Dr Outi Monni, lead investigator at the Genome-Scale Biology Research Program of the University of Helsinki, presented her team’s study on “Modelling squamous cell carcinoma of the head and neck in discovery of biomarkers for drug sensitivity and resistance.”
Prof Mohammad Akbarsha, Research Coordinator of the National College, spoke of the challenges and opportunities facing researchers in 3D cell culture technology in his native country India. Prof Akbarsha noted that economic challenges, seen particularly in the lack of modern laboratories and facilities, hampers the ability of these researchers to properly investigate and innovate.
Dr Darius Widera, Assistant Prof and Lecturer from the School of Pharmacy at the University of Reading, closed the afternoon’s lectures with his presentation on “Imaging and analysis of three-dimensional stem cell cultures.”
The end of the first day saw the participants mingling over cocktails and exchanging insights as they perused the entries to the poster competition.
The conference continued the next day with a keynote speech by Dr Rob Howes, Director, Discovery Biology of Astra Zeneca on the opportunities and challenges of microphysiological systems. This was followed by Dr Ville Härmä’s presentation of the results of his studies on ultra-high throughput assay for cancer microtumour development and cancer invasion.

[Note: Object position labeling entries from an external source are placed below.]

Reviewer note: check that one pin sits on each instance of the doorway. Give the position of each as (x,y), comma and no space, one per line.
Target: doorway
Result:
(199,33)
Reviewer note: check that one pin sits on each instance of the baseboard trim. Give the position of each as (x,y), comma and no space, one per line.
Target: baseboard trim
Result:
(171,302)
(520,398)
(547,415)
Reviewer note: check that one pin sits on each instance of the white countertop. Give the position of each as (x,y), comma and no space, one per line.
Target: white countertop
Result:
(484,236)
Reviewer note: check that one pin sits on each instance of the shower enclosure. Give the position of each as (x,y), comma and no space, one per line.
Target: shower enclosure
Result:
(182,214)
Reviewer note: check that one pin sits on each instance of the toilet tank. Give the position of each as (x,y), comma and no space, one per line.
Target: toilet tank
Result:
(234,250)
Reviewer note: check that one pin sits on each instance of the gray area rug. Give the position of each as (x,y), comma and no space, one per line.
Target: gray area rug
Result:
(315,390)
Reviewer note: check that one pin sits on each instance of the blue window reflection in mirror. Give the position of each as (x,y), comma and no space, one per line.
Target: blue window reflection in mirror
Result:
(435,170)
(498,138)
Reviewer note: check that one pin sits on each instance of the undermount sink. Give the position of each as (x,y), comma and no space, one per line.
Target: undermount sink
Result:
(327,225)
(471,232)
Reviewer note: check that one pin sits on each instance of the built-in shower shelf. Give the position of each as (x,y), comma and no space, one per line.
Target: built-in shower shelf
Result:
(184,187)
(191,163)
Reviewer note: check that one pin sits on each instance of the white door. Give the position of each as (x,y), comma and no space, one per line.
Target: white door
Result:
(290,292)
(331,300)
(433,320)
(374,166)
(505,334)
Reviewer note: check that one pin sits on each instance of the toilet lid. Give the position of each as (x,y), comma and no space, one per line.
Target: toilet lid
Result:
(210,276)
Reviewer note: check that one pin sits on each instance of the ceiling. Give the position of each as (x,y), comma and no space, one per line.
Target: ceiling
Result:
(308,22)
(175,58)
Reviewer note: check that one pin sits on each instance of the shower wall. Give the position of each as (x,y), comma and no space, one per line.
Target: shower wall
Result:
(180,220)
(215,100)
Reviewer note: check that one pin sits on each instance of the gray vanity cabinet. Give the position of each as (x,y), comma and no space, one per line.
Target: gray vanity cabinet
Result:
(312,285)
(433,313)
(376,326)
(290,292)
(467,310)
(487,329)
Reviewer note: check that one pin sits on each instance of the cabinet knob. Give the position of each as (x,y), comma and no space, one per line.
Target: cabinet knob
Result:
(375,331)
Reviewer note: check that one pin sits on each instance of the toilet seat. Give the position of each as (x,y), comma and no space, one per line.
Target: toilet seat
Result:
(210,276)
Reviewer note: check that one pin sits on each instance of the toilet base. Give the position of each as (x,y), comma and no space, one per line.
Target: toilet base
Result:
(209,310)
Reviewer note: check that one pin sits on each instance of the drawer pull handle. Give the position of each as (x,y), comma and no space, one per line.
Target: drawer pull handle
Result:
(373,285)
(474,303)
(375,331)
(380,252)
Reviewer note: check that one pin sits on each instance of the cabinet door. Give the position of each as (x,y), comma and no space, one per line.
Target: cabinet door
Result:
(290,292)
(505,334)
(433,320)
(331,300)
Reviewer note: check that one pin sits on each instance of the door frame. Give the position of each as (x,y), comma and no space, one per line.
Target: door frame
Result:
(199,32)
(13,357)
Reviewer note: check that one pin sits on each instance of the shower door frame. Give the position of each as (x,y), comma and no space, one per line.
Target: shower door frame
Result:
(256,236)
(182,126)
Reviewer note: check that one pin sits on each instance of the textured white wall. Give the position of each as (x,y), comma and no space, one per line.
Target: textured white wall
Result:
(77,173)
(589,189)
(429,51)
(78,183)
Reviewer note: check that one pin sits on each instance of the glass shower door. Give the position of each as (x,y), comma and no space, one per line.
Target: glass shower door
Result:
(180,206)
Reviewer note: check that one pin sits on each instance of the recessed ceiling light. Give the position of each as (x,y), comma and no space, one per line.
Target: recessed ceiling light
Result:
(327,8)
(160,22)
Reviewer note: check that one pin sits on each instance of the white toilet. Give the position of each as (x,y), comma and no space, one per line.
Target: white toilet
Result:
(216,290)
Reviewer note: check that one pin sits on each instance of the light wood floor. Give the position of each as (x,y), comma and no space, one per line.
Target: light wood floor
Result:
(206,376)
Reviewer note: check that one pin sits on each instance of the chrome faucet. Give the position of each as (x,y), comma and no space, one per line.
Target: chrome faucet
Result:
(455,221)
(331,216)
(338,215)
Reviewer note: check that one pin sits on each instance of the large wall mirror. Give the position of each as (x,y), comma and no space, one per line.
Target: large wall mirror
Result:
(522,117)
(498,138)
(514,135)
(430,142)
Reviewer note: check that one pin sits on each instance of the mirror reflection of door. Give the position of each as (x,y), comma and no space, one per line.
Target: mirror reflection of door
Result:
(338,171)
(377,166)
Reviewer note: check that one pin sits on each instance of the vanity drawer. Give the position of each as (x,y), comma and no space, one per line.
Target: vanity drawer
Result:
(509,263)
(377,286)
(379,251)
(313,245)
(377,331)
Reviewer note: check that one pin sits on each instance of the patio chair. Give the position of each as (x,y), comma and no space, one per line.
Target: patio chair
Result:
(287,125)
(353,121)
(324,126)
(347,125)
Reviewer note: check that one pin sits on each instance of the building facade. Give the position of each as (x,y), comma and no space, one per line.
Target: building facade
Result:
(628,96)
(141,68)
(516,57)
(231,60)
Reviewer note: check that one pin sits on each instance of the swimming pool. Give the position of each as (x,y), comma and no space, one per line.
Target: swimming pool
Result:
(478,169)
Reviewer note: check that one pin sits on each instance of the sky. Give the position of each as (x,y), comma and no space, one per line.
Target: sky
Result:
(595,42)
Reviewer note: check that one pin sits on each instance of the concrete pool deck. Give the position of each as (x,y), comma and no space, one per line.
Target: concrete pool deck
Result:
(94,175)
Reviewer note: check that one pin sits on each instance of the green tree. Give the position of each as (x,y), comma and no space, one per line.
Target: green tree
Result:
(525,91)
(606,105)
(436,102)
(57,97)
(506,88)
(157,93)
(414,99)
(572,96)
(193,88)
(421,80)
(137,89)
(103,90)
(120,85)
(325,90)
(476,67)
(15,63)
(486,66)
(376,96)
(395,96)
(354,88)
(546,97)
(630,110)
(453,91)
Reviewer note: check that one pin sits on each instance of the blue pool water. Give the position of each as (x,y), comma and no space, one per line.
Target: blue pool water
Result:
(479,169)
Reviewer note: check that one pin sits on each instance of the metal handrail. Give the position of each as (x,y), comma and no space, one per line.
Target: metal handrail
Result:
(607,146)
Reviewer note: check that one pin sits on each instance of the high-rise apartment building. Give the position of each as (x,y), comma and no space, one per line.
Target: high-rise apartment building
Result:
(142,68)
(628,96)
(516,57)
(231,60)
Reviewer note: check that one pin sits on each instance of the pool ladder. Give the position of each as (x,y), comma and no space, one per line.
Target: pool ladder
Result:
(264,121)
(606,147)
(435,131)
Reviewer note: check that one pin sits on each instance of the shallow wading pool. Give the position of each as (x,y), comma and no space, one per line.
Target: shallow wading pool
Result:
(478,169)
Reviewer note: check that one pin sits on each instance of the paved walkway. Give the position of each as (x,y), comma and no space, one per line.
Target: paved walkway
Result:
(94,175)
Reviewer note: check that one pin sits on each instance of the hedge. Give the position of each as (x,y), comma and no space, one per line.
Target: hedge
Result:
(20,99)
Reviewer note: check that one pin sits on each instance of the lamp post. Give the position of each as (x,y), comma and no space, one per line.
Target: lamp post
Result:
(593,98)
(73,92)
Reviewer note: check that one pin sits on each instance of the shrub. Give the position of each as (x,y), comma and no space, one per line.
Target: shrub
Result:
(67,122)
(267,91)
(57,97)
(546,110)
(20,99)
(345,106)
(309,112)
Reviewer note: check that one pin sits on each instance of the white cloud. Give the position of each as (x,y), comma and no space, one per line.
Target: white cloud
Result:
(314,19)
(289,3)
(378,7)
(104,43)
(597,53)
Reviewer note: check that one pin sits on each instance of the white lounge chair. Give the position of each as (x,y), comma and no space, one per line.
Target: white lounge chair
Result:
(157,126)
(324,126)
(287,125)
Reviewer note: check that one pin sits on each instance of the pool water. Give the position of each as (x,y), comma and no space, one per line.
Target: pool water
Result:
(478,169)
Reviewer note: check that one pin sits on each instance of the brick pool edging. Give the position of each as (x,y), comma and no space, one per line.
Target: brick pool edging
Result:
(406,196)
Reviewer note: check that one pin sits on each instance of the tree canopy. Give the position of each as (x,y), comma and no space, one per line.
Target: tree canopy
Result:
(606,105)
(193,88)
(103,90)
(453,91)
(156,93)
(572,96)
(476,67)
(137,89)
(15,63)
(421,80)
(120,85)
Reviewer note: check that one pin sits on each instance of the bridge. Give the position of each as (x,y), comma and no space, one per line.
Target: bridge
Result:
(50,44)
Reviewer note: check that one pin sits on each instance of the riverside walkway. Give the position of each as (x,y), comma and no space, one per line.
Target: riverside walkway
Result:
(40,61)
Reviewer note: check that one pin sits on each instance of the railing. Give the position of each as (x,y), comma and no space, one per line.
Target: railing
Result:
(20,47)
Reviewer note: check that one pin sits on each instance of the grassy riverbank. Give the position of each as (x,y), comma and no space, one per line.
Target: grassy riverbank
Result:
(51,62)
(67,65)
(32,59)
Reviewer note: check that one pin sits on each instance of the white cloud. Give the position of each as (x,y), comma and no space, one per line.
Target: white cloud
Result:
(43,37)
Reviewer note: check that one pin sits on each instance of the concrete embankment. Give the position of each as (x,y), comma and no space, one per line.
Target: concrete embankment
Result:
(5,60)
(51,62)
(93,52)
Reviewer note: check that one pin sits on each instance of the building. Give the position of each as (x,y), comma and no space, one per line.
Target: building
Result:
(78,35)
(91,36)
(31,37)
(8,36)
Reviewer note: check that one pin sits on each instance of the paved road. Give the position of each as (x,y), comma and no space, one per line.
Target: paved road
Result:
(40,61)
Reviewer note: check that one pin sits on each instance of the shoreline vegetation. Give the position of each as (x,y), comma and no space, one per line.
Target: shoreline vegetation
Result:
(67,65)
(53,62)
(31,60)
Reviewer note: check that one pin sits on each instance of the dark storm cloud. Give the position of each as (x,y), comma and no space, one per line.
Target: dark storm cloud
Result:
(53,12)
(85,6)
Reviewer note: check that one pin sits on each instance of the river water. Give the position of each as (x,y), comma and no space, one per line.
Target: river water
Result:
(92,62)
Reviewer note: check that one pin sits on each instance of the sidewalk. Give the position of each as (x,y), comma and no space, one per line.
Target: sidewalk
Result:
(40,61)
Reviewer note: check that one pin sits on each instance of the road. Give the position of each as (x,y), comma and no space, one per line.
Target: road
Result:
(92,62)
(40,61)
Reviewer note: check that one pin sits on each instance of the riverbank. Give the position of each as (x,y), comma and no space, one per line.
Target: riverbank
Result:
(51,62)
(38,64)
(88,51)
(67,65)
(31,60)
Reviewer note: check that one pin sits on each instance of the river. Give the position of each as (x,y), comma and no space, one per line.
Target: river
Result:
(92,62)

A Postdoctoral Researcher from the Max Planck Institute for Molecular Medicine in Germany, Dr Jan Bruder’s lecture was on Automated human neural organoids for high throughput applications. It was followed by a lecture on dissecting the wound healing process, given by Dr Saara Laitinen, R&D Manager of the Finnish Red Cross Blood Service.
Dr Daniel Thieme, a Postdoctoral Research Fellow at the Institute of Polymer Materials at the University of Erlangen-Nuremberg, spoke the applications of biomaterial engineering in ophthalmology before the conference broke for lunch.
The afternoon saw presentations by Prof Emmanouil Karteris, Senior Lecturer and Head of the Cancer Marker and Cellular Endocrinology Laboratory at Brunel University London; Prof Pasi Kallio, Vice Director in the Faculty of Medical Sciences and Engineering at Tampere University of Technology; Prof Susanna Narkilahti, Group Leader BioMediTech Neuro Group of the University of Tampere; and Dr Saija Kiljunen, Senior Researcher at the University of Helsinki.
The final day of the conference was capped by the awards ceremony for the winners of the Image and Poster competitions.
UPM Biomedicals would like to thank all speakers and attendees for making the 4th Annual Visions for 3D Cell Culture conference another great success!